In a long awaited decision, the Appeal Court ruled that the fund was necessary to ameliorate the effect of the merger in South Africa and increased the amount determined by the Competition Tribunal by R100 million. Massmart must pay a maximum of R200 million, to be spent over five years, into a fund which must be established within four months of the date of the order. The fund’s purpose will be to devise funding projects which minimize the risk posed by the merger to South African suppliers and protect existing and potential micro, small and medium producers of South African products who are - or may be - caused harm by Wal-mart’s entry into South Africa. It should also enable them to take advantage of Wal-mart’s global value chain, and incentivise Massmart to purchase products from South African producers over and above products that it would in any event purchase.

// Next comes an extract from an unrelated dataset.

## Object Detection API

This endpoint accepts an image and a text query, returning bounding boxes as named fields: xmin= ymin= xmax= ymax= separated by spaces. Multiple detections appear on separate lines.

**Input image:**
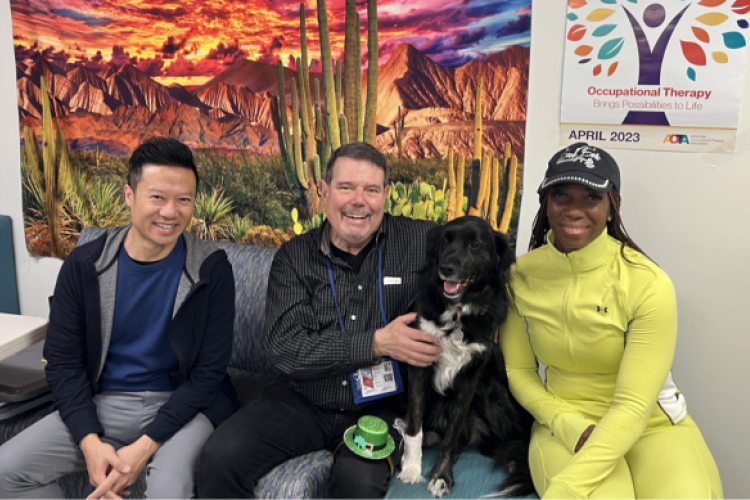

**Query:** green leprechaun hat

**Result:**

Massmart must administer this fund, but it will be advised on the means and mechanisms to fulfil its objects by an advisory board composed of representatives of the merged firm as well as the Ministers, SACCAWU and the South African Small and Medium Enterprise Forum. Massmart and the advisory board must report annually to the Competition Commission, which has a significant oversight role to ensure that the fund fulfils its objectives. External auditors must prepare financial statements for the fund, which are also to be submitted to the Commission.
The decision highlights that in exercising their powers to assess the effect of a merger on the public interest in terms of section 12(3) of the Competition Act, the South African competition authorities will investigate the broader effects of merger transactions on the South African supply chain, and where appropriate, impose conditions which are intended to preserve employment in South Africa. However, the Appeal Court’s decision emphasises that conditions need to be merger-specific and carefully crafted. The Competition Act cannot be employed as a surrogate for a coherent industrial policy which deals with the many challenges posed to the South African economy by globalisation - these need to be addressed by a comprehensive policy designed by the State.
Local and foreign investors need to give careful consideration to whether their transactions raise any potential public interest issues in South Africa at an early stage of planning their transactions. If so, the merging parties need to fully address these issues in their merger filings and where appropriate offer suitable conditions, particularly in circumstances where a swift clearance is required.